STANDARD: Sind Ihnen Teile der Grünen und der SPÖ zu woke?

Meinl-Reisinger: Teilweise schon.

STANDARD: Es haben sich zuletzt namhafte Mitstreiter der Neos zurückgezogen – insbesondere Sepp Schellhorn. Gemunkelt wird, auch deshalb, weil Sie zu wenig auf Wirtschaftspolitik und zu stark auf Gesellschaftspolitik setzen.

Meinl-Reisinger: Das ist völlig konstruiert. Der Sepp hat klar gesagt, warum er damals nicht mehr konnte: wegen der Arbeit und des Personalmangels in seinen Betrieben. Er hat allerdings gerade an unserem Standortindex mitgearbeitet und klar gesagt: Er will zurück.

STANDARD: Wieso kommen die Neos bei Wahlen nicht vom Fleck?

Meinl-Reisinger: Tun wir doch.

STANDARD: Gerade haben Sie in Salzburg deutlich verloren.

Meinl-Reisinger: Salzburg war bitter.

STANDARD: In Kärnten sind die Neos nicht in den Landtag eingezogen.

Meinl-Reisinger: Auch da haben wir aber dazugewonnen. Wir haben bei jeder Wahl dazugewonnen – außer in Salzburg. Dort haben wir gelernt: Nur gut regieren allein, das reicht nicht aus. Aber Sie können mir nicht sagen, dass wir nicht erfolgreich sind.

STANDARD: Die KPÖ hat mit einem jungen Softkommunisten in der konservativen Stadt Salzburg mehr als 20 Prozent gemacht, die Neos grundeln dahin.

Meinl-Reisinger: Zehn Prozent ist grundeln? Aber es ist immer der Anspruch, besser zu werden. Zum Softkommunismus: Ich warne davor, hier die Weichspülung zu machen. Wenn hinter dem Kommunisten kein Kommunismus steht, dann sollen sie sich auch nicht so nennen.
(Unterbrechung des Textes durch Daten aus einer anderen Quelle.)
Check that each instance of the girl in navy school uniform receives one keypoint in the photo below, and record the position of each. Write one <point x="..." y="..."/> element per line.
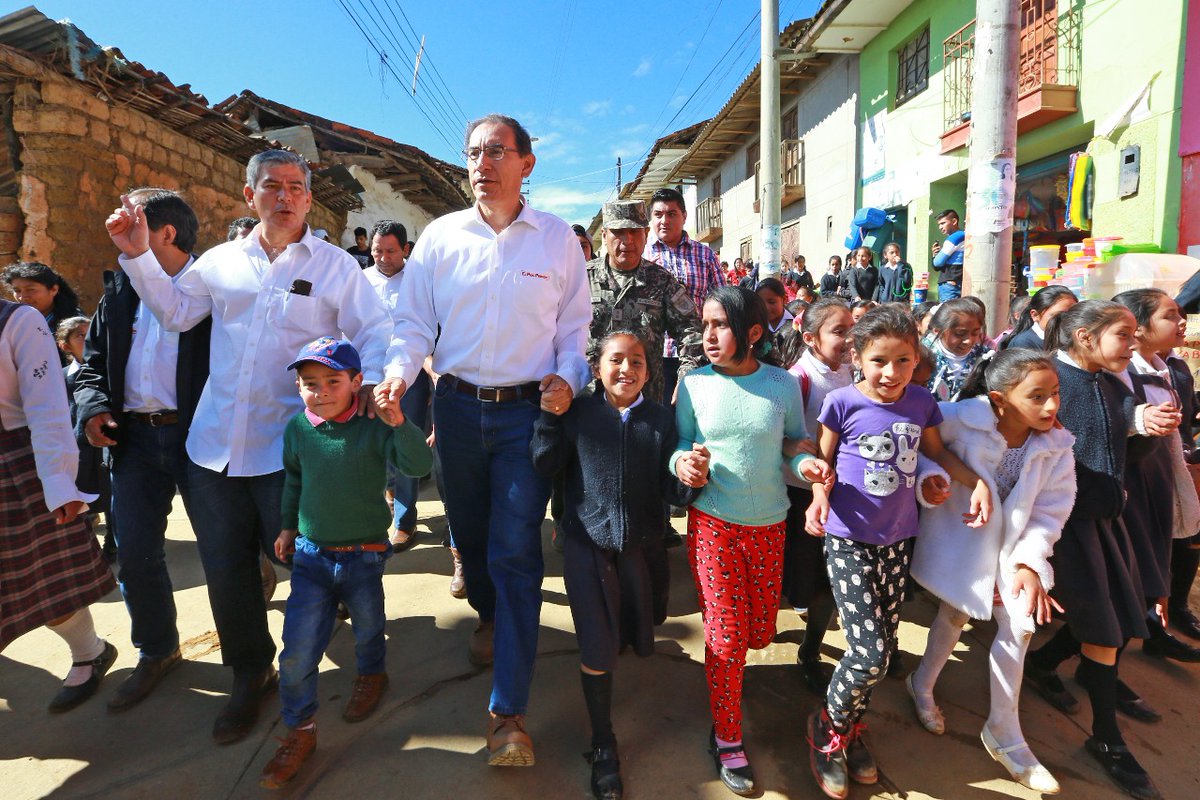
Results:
<point x="612" y="447"/>
<point x="1097" y="581"/>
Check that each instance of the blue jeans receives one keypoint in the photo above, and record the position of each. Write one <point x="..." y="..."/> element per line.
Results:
<point x="148" y="469"/>
<point x="415" y="405"/>
<point x="321" y="578"/>
<point x="496" y="504"/>
<point x="237" y="519"/>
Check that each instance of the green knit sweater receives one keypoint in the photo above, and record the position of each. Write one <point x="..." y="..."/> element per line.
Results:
<point x="335" y="475"/>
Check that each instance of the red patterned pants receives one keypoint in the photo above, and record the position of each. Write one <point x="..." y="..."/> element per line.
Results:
<point x="738" y="571"/>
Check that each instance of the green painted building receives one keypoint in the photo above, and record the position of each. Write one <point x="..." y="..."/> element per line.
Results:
<point x="1103" y="77"/>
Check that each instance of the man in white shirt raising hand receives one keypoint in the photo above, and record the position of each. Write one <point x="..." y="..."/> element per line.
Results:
<point x="269" y="294"/>
<point x="508" y="287"/>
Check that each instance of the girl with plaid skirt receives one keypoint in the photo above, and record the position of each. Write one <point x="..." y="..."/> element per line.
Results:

Kommunismus war und ist ein hochproblematisches System, das mörderischste überhaupt.

Beate Meinl-Reisinger.
"Österreich sandelt ab", sagt Beate Meinl-Reisinger.
Heribert Corn

STANDARD: Wie wollen Sie die Neos für die nächste Wahl aufstellen, um eine breite Mitte anzusprechen?

Meinl-Reisinger: Wir wollen ein Angebot für alle sein, die im Leben vorankommen wollen. Wir wollen echte steuerliche Entlastung, Chancengerechtigkeit und einen über Generationen verlässlichen Sozialstaat. Schon länger wird immer nur an kleinen Schräubchen gedreht. Große Themen wie Föderalismus oder ein nachhaltiges Pensionssystem – an diese heiligen Kühe traut sich keiner heran. Wir wollen das angehen. Ich kann es nicht mehr hören, dass wir gut durch die Krise gekommen wären. Das sind wir nicht. Wir werden ärmer. Wenn man sich die Standortpolitik anschaut, die Gesundheit, Bildung, Staatsschulden, die Wettbewerbsfähigkeit – da kann man nur zum dem Schluss kommen: Österreich sandelt ab.
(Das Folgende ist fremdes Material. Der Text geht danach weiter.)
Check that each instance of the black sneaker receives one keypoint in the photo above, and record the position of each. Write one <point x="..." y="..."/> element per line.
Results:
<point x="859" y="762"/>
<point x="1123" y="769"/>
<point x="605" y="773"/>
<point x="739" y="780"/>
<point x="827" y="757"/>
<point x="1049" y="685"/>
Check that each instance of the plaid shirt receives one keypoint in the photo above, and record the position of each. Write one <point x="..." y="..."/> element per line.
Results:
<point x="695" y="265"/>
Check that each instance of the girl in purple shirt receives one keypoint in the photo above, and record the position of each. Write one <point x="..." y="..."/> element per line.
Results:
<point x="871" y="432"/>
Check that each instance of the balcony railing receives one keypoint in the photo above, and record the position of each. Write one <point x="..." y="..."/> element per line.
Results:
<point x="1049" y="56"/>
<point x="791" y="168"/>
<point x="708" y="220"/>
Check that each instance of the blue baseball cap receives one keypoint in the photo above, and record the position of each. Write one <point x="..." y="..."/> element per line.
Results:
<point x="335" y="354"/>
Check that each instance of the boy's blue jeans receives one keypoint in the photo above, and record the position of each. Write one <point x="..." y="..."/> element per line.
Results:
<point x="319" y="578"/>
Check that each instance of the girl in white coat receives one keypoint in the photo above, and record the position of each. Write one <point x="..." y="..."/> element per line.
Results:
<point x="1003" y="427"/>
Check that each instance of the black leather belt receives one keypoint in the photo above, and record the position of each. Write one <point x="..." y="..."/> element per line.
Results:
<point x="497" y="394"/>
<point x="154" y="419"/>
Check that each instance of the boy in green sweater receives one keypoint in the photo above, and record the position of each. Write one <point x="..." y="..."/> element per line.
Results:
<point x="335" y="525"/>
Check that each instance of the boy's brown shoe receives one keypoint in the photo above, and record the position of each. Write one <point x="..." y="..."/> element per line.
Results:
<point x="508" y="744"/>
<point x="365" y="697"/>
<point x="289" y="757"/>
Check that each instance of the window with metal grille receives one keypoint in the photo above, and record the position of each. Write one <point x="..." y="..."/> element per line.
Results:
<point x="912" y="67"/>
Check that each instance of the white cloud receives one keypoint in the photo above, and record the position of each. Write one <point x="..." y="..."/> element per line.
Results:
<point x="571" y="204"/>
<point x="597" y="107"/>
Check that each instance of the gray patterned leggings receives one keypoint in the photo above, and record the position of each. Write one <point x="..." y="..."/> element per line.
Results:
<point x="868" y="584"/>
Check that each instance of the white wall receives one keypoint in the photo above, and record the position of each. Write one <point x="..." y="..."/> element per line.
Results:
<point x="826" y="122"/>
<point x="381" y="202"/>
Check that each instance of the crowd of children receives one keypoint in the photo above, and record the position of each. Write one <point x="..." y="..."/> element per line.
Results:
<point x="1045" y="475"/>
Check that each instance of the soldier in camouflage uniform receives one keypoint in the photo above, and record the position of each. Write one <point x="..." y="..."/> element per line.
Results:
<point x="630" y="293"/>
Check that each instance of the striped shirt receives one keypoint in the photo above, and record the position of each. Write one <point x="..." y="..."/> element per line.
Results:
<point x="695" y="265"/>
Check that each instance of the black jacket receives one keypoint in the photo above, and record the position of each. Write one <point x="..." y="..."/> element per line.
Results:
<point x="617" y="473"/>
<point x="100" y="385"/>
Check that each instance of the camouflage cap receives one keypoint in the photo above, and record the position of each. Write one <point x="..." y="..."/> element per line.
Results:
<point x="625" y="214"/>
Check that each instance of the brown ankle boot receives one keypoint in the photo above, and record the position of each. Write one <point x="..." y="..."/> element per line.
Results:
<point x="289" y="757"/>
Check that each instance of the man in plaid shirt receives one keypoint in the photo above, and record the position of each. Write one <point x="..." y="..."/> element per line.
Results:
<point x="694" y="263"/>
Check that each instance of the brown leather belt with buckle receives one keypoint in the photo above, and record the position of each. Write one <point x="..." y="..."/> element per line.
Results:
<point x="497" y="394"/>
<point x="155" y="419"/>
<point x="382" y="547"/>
STANDARD: Andreas Babler bezeichnet die SPÖ als Partei der Häuslbauer. Sie wollen den Eigentumserwerb fördern. Babler wie auch Sie fordern einen Ausbau der Kinderbetreuung und ein warmes, gesundes Mittagessen für jedes Kind. Warum ist Ihnen Babler eigentlich so suspekt?

Meinl-Reisinger: Ich habe nie gesagt, dass er mir suspekt ist. Aber es ist für mich schon relevant, ob er jetzt Marxist ist oder nicht. Es ist wirtschaftspolitisch relevant, es ist aber auch gesellschaftspolitisch relevant. Ich sage ja gar nicht, dass Marx nicht einiges richtig beschrieben hat. Aber ihn zum politischen Leitstern zu machen, das halte ich für sehr problematisch. Da hätte ich gerne eine klare Aussage von Babler – genauso wie zur EU und den Waffenlieferungen an die Ukraine.

STANDARD: Im STANDARD hat sich Babler für Waffenlieferungen durch die EU ausgesprochen. Man könne mit ihm sogar über eine EU-Armee sprechen.

Meinl-Reisinger: Wir diskutieren, was der SPÖ-Chef vielleicht gemeint haben könnte. Allein das ist seltsam. Bei uns wissen alle, was sie bekommen: niedrigere Steuern, eine Vision von den Vereinigten Staaten von Europa samt EU-Armee und die klare Unterstützung der Ukraine. Wir wollen keinen neofaschistischen Imperialisten Putin, der glaubt, er könne Krieg gegen den gesamten Westen führen. Wir sind so klar in unseren Positionen, die SPÖ ist es nicht. Die durchschnittliche Abgabenquote auf Löhne und Einkommen beträgt 47 Prozent. Wir wollen keine zusätzlichen Steuern. Punkt.

STANDARD: Was spricht gegen eine Steuer auf Vermögen ab einer Million? Die Aufgaben für die öffentliche Hand werden immer mehr – woher soll das Geld dafür kommen?

Meinl-Reisinger: Die Einnahmen sprudeln! 222 Milliarden Euro waren es im Jahr 2022. Aber der Staat ist ineffizient, und die Leistungen für das viele Geld passen nicht. Die Menschen zahlen zu viel Steuern auf Arbeit, da sind wir mit der SPÖ einer Meinung.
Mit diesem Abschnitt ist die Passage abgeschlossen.